The mission of the Backstreet Cultural Museum is to present and preserve the unique cultural traditions of New Orleans’ African-American society, including Mardi Gras Indians, jazz funerals, and social aid and pleasure clubs.
“The Backstreet Cultural Museum deceives upon first glance – its rather plain-looking appearance from the street belies a rainbow of colors that peacock inside. Step through the doors of this eclectic museum and you’ll find some of the most fascinating glimpses into the African-American Mardi Gras traditions, from the dazzling feathered costumes of the Mardi Gras Indians, to a detailed photographic history of Jazz Funerals, Second Lines, and the area’s Social Aid and Pleasure Clubs. The entire museum has been the life’s work of Sylvester Francis, who has devoted most of his adult life to taking photos of the Mardi Gras celebrations.” -National Geographic Intelligent Traveler, Feb.09
The Backstreet Cultural Museum was founded in 1999 by Sylvester Francis as a community-based cultural institution dedicated to exhibiting the material culture – principally costumes, artifacts, memorabilia, and photographs – connected to New Orleans’ richly varied, unique, and traditional African American parading traditions, including Mardi Gras Indians, jazz funerals, Social Aid and Pleasure Clubs, Baby Dolls, and Skull & Bone groups. Over the past 30 years Mr. Francis has produced an astonishingly extensive, cohesive, and visually arresting record of these cultures and the communities that contain and embrace them. With filmed records of more than 500 events, the Backstreet Museum is home to the world’s largest and most important collection documenting these uniquely New Orleans cultural traditions.

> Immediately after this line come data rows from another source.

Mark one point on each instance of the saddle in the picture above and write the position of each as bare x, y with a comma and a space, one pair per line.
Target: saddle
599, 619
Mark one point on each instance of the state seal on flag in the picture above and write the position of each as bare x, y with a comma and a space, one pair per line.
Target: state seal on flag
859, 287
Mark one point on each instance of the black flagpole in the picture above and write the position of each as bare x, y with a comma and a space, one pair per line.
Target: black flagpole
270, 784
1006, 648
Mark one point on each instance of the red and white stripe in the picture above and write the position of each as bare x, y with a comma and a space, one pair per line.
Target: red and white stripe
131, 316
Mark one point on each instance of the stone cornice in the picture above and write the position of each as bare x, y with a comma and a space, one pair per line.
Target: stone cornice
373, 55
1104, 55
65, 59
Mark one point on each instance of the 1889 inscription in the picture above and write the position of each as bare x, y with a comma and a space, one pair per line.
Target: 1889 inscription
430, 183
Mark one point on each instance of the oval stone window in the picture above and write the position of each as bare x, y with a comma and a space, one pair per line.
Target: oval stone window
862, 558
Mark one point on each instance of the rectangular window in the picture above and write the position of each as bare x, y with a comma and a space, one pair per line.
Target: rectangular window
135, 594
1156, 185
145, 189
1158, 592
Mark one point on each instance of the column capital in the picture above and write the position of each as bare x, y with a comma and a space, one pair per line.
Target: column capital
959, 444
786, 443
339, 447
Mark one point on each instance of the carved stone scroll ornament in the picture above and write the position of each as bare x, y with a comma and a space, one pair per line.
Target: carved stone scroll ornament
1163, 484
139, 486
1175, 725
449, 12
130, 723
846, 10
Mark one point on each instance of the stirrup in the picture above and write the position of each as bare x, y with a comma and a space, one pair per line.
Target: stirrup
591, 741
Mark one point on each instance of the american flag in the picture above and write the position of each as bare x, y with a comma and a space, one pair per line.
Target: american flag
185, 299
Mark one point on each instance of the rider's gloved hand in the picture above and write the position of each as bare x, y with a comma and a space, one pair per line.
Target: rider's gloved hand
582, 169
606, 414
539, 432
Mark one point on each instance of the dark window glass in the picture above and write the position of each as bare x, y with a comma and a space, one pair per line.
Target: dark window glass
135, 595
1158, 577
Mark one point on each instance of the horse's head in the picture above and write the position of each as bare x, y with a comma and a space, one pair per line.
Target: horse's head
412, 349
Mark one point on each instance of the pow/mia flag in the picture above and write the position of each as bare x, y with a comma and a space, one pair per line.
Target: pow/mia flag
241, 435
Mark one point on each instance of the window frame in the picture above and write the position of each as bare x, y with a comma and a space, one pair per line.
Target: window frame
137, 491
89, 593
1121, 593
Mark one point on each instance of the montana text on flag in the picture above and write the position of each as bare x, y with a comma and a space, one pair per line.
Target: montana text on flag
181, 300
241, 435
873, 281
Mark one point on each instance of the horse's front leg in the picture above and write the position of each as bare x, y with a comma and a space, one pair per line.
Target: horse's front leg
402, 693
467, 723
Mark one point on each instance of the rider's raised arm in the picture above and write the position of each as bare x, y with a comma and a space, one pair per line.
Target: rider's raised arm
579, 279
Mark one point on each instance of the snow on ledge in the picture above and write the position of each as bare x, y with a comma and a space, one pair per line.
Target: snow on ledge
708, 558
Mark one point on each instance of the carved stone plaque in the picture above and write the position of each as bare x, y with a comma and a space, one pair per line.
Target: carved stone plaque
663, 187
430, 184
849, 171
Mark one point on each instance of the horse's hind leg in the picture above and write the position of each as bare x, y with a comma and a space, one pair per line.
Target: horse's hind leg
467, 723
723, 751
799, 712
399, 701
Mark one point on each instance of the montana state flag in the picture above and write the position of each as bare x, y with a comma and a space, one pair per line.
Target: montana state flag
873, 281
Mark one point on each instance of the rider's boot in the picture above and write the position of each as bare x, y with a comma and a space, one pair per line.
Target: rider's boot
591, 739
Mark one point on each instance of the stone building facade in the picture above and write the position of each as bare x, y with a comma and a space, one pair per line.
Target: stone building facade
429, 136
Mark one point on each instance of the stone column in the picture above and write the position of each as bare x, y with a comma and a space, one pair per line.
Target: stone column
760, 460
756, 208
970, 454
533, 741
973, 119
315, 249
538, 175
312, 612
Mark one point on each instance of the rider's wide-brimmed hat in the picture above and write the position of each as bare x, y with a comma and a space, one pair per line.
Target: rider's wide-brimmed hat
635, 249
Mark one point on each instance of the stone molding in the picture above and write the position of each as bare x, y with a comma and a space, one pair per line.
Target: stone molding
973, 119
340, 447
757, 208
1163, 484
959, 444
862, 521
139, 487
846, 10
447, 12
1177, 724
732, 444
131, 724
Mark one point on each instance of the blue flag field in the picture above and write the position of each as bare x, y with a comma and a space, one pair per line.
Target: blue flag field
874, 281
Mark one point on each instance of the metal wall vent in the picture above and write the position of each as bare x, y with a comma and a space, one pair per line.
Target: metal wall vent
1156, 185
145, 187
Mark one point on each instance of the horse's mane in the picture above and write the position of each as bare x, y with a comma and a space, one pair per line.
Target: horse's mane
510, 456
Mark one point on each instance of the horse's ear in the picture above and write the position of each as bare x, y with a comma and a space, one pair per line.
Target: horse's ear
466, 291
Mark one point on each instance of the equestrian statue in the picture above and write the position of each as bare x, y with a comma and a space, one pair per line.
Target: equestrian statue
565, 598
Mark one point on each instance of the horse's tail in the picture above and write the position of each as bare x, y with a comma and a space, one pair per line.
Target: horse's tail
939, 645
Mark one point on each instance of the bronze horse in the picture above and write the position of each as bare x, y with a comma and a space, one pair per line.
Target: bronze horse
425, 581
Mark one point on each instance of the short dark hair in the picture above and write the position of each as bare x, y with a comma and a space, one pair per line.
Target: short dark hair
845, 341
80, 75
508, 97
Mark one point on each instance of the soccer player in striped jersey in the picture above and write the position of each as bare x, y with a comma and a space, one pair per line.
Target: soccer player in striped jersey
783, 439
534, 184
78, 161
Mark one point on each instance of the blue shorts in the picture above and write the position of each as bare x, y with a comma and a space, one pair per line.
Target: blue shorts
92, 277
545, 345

The Backstreet Museum contains the most comprehensive collection of Social Aid and Pleasure Club costumes, Mardi Gras Indian suits, artifacts, and memorabilia associated with each of these distinctive African American parading and community-based cultural traditions unique to New Orleans. As a grassroots cultural organization that supports New Orleans’ unique cultural traditions created by working-class African Americans, the Backstreet Cultural Museum upholds the arts as a form of community empowerment.
The Backstreet Cultural Museum is housed in the former Blandin Funeral Home, an iconic institution of the Tremé neighborhood, and is located directly across from the historic St. Augustine Church. Founded by free people of color, St. Augustine has the distinction of being the first church in North America where slaves, whites, and free people of color worshipped together under one roof. The proximity of the Backstreet Cultural Museum to an institution of such historic and spiritual significance has contributed to making the area that the church and museum occupy an important and resonant locus of African American culture and collective memory in New Orleans. The Backstreet Cultural Museum is open Tuesday-Saturday from 10 AM – 5 PM every week of the year.
PROGRAMMING – ANNUAL EVENTS
Mardi Gras Open House | Mardi Gras Day
The Backstreet Cultural Museum hosts a Mardi Gras Open House every year on Mardi Gras. Skull & Bone gangs and Mardi Gras Indian tribes come to the museum to dance and sing and show their new suits to the community.
Treme Call – Out and Dance | Summer
Each year, usually in the summer months, the Backstreet Cultural Museum sponsors a Tremé Call-Out and Dance. The event provides an opportunity to honor people who have made important contributions to backstreet culture.
Back – to – School Picnic | August
In August of each year, the Backstreet Cultural Museum also sponsors a Back-to-School picnic for the youth of Tremé at which school equipment are provided to help ease the burden for needy families who cannot afford to purchase these items for their children. The picnic also provides a means for the Backstreet Cultural Museum and neighborhood businesses, individuals and other donors to let New Orleans children know how much we value their education.